RDFLib / rdflib

RDFLib is a Python library for working with RDF, a simple yet powerful language for representing information.
https://rdflib.readthedocs.org
BSD 3-Clause "New" or "Revised" License
2.15k stars 555 forks source link

Request for method to detect silent triple drops #2017

Open ajnelson-nist opened 2 years ago

ajnelson-nist commented 2 years ago

Hello,

I just encountered an issue where a rdflib-downstream tool didn't behave as I expected it to when I tried to introduce a wrong-identifier-form error. This is functionally equivalent to the example JSON-LD snippet I used:

import rdflib

graph_data = """\
{
    "@context": {
        "ex": "http://example.org/",
        "rdf": "http://www.w3.org/1999/02/22-rdf-syntax-ns#",
        "rdfs": "http://www.w3.org/2000/01/rdf-schema#"
    },
    "@graph": [
        {
            "@id": "ex:thing-1",
            "@type": "ex:SomeThing",
            "ex:someStringProperty": {
                "@id": "nonlinking identifier string form"
            }
        }
    ]
}
"""

graph = rdflib.Graph()
graph.parse(data=graph_data, format="json-ld")
assert 2 == len(graph)

That example raises an AssertionError, 2 != 1. However, I got no notice from the JSON-LD parser that this was erroneous and silently dropped a triple. (Impact was: this resulted in a false-negative SHACL validation test.)

Is there some mechanism available within rdflib's JSON-LD code that reviews node references and raises errors when a malformed one is found?

(EDIT: Fixed Github markdown.)

aucampia commented 1 year ago

Actually, I think a triple drop should be an error, so I'm making this as a bug.

ajnelson-nist commented 1 year ago

Thank you for the consideration. I recall there's a Warning thrown somewhere in RDFLib about malformed URLs, though...hm, unhelpfully, I can't remember how I've triggered that before.
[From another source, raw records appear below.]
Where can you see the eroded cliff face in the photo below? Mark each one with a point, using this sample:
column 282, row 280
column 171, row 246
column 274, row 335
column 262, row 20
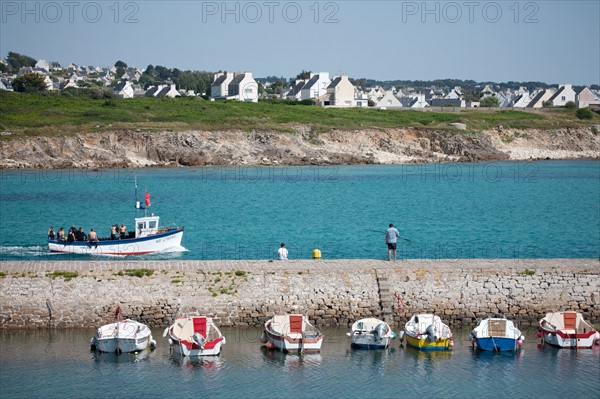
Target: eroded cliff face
column 198, row 148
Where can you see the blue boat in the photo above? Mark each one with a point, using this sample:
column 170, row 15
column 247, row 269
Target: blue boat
column 497, row 334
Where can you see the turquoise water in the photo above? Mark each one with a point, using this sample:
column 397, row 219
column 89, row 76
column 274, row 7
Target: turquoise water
column 58, row 364
column 478, row 210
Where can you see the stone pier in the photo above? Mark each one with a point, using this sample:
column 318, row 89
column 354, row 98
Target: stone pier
column 74, row 294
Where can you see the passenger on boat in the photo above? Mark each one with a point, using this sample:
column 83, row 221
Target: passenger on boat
column 93, row 238
column 80, row 235
column 282, row 252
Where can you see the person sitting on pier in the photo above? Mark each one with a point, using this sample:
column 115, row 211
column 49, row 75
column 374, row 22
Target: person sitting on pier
column 80, row 235
column 71, row 236
column 92, row 239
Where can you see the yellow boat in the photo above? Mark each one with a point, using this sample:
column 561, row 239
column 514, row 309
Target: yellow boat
column 427, row 332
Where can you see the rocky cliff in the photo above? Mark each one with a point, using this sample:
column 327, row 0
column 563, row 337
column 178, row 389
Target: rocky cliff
column 305, row 146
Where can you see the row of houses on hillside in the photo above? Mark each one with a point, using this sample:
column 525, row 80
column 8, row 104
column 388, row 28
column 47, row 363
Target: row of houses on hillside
column 234, row 86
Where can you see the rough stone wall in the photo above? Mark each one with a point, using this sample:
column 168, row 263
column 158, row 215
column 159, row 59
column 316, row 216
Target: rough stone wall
column 336, row 292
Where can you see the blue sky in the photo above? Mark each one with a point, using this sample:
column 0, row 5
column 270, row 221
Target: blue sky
column 550, row 41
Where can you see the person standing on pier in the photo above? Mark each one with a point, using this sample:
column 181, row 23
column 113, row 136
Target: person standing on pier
column 282, row 252
column 391, row 236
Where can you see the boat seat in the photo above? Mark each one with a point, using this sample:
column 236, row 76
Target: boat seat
column 570, row 320
column 496, row 328
column 200, row 326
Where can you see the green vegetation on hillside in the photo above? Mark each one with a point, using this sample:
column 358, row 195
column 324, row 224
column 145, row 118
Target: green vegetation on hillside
column 51, row 114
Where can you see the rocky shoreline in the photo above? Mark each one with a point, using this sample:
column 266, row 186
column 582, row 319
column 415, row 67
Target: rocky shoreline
column 304, row 146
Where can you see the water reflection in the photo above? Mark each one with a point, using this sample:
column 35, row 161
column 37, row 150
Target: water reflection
column 212, row 363
column 111, row 357
column 290, row 360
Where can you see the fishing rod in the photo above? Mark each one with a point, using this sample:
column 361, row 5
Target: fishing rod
column 379, row 231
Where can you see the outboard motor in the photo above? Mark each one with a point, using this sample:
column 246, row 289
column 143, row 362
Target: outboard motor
column 199, row 340
column 379, row 331
column 431, row 333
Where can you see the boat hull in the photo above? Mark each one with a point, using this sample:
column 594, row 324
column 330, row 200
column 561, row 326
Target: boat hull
column 370, row 333
column 369, row 343
column 567, row 329
column 211, row 348
column 181, row 337
column 123, row 247
column 122, row 337
column 564, row 339
column 422, row 344
column 287, row 343
column 496, row 344
column 497, row 334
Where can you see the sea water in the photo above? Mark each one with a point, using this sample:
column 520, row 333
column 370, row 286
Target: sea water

If you know what I'm talking about: Is that a bit of code behavior you could borrow and repeat here?

aucampia commented 1 year ago

Possibly you are thinking of this: https://github.com/RDFLib/rdflib/blob/0d07f9bc014562d77121768414ec20fd9382ed0a/rdflib/term.py#L277-L281

But there is also:

https://github.com/RDFLib/rdflib/blob/0d07f9bc014562d77121768414ec20fd9382ed0a/rdflib/term.py#L2085-L2094

Both cases should not result in dropped triples, we had some valid complaints about the second one, that it is not entirely clear that it is just a warning, but the triple should still end up in the graph, cases where a triple can't be constructed should result in an exception to the function call that tried to add it.
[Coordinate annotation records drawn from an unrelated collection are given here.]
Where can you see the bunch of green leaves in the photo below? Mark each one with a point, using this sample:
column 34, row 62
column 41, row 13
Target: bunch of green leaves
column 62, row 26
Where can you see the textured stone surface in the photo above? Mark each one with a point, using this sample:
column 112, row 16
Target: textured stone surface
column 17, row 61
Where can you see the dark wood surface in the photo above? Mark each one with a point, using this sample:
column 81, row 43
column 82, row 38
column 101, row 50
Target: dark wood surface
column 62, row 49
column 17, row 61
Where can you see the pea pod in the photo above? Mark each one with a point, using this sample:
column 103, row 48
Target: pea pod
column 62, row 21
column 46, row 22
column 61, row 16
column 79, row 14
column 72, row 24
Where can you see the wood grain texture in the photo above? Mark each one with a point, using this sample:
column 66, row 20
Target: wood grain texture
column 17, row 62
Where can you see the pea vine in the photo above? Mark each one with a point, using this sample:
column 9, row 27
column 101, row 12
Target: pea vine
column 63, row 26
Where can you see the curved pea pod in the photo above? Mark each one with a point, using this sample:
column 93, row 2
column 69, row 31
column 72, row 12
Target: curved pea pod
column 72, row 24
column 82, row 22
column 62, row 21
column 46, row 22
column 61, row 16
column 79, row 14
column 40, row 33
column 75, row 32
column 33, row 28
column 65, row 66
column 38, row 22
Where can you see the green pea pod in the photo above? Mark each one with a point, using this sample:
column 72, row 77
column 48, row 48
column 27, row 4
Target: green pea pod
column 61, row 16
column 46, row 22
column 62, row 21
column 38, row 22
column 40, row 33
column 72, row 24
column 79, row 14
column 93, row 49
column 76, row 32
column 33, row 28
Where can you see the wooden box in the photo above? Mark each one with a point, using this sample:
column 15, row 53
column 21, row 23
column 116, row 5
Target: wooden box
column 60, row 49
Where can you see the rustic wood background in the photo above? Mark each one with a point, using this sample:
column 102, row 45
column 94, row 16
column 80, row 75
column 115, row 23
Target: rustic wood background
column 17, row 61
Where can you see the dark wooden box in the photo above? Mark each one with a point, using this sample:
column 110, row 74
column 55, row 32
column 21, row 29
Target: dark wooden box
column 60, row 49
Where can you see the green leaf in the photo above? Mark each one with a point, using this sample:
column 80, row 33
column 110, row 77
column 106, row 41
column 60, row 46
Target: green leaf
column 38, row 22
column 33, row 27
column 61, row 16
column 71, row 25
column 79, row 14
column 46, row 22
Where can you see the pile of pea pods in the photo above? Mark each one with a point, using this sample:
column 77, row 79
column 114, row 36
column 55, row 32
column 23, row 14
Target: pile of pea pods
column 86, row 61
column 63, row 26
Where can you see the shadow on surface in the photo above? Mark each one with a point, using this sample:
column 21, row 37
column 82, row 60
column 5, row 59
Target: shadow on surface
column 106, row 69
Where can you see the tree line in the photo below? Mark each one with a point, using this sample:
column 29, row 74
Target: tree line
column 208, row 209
There may be cases where this does not happen, but if we can identify them, we should fix them, so they raise exceptions instead of silently (from the point of the caller) dropping triples.

ajnelson-nist commented 1 year ago

Line 279, that's the error message I was thinking of! Thanks.

... cases where a triple can't be constructed should result in an exception to the function call that tried to add it.

I agree.